Launch day is an exciting milestone for any builder, but it was even more so for a resourceful Maine-native who crafted his vessel by hand. In this photo from May 25, 1966, Fernald “Fern” Carter’s family boat Nancy Ruth is about to depart on its inaugural ride. She’s packed with Fern’s family and friends. On the bow are Nancy and Ruth, Fern’s two daughters for whom the boat was named, and on the roof is his son Eugene.

Often described as hardworking do-it-yourselfers, the Carter family moved to Waldoboro from Swan’s Island in 1950, eventually settling on Gross Point, where other relatives later joined them. Fern worked many odd jobs on Swan’s Island, including digging clams, lobstering, cutting wood and Christmas trees, and repairing and rebuilding old boats.

Fern really wanted to learn to build boats, so in the 1960s he and his brother Bert converted an old chicken house into a boat shop. Nancy Ruth was one of the first boats Fern built there, receiving assistance from his friend Ernest Poland Sr. of Bremen, who came from a family of boat builders. (Poland was also a U.S. Air Force staff sergeant in World War II and flew more than 83 combat missions as a tail gunner with the 444th Bombardment Squadron.) Poland worked alongside Fern to teach him boatbuilding skills as the brothers established Carter Boat Shop. He helped Fern hand-plank Nancy Ruth’s hull and continued to provide oversight until he started his own business, Poland Boats.

After building about a dozen boats in the chicken house, which was so small they had to move the boats outdoors before installing the pilothouse, the brothers moved Carter Boat Shop to a cow barn next to Fern’s house, where they built two or three 28- to 34-foot lobster boats per year, mostly for family, friends and local customers.

The Carter brothers built their boats for sturdiness and sawed much of the wood themselves. While some of the mechanics changed over time, the design remained fairly consistent.

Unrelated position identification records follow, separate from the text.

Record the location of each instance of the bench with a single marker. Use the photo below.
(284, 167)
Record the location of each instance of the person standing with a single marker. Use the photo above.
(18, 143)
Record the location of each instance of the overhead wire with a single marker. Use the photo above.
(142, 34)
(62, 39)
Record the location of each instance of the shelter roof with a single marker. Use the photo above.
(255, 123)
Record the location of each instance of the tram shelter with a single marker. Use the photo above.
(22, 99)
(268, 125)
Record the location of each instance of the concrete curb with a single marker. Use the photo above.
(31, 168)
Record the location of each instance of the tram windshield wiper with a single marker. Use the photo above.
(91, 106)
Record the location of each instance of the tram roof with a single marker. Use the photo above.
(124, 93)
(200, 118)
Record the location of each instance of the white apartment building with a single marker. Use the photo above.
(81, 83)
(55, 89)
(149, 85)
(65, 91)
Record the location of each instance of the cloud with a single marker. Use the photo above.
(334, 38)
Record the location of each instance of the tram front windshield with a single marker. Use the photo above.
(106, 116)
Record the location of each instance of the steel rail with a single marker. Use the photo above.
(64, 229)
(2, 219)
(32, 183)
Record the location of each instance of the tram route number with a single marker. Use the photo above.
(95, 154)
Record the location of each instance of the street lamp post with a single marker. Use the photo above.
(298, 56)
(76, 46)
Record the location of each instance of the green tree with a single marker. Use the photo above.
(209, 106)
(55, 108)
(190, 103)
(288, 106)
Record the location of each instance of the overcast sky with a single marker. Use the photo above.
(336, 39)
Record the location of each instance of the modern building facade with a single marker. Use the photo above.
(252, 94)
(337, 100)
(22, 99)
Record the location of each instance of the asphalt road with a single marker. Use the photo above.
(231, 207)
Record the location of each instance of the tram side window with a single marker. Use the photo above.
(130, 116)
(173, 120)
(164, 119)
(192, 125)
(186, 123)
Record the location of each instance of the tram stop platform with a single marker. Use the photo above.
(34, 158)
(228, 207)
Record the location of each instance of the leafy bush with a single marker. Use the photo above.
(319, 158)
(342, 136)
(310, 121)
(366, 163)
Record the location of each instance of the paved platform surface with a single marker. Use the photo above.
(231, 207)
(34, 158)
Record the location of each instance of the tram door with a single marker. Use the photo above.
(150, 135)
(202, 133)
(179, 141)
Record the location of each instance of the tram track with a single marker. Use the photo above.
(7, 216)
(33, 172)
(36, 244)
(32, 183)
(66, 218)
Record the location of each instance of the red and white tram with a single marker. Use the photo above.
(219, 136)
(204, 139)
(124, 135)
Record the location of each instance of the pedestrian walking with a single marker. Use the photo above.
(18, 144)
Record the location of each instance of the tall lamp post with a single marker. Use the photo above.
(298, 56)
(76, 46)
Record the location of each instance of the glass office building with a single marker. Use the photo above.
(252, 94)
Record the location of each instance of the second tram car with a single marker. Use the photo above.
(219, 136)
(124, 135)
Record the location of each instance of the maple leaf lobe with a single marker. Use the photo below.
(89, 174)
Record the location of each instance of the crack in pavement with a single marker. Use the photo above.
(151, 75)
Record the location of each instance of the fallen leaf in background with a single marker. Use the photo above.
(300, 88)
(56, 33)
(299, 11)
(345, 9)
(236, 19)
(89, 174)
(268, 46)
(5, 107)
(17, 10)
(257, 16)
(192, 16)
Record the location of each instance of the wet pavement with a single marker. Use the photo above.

Fern often invited customers and friends to work on his boats, and he negotiated prices to account for their labor and donations of materials. “Some people tell me we work too cheap, and other builders say they wouldn’t want greenhorns around,” he once commented to reporter Red Boutilier. “But a boat is more than just a well-shaped piece of wood to us. We like to put a little friendship into it. And who can put a price on friendship?”

The Carters launched their boats on the East Branch of the
Medomak River, transporting them there via truck, tractor, oxen or a combination, depending on how muddy it was. Launch days were always big celebrations that many people attended, and each boat was christened with a bottle of hard liquor for good luck. Fern continued to build boats until about a year before he died in 2004.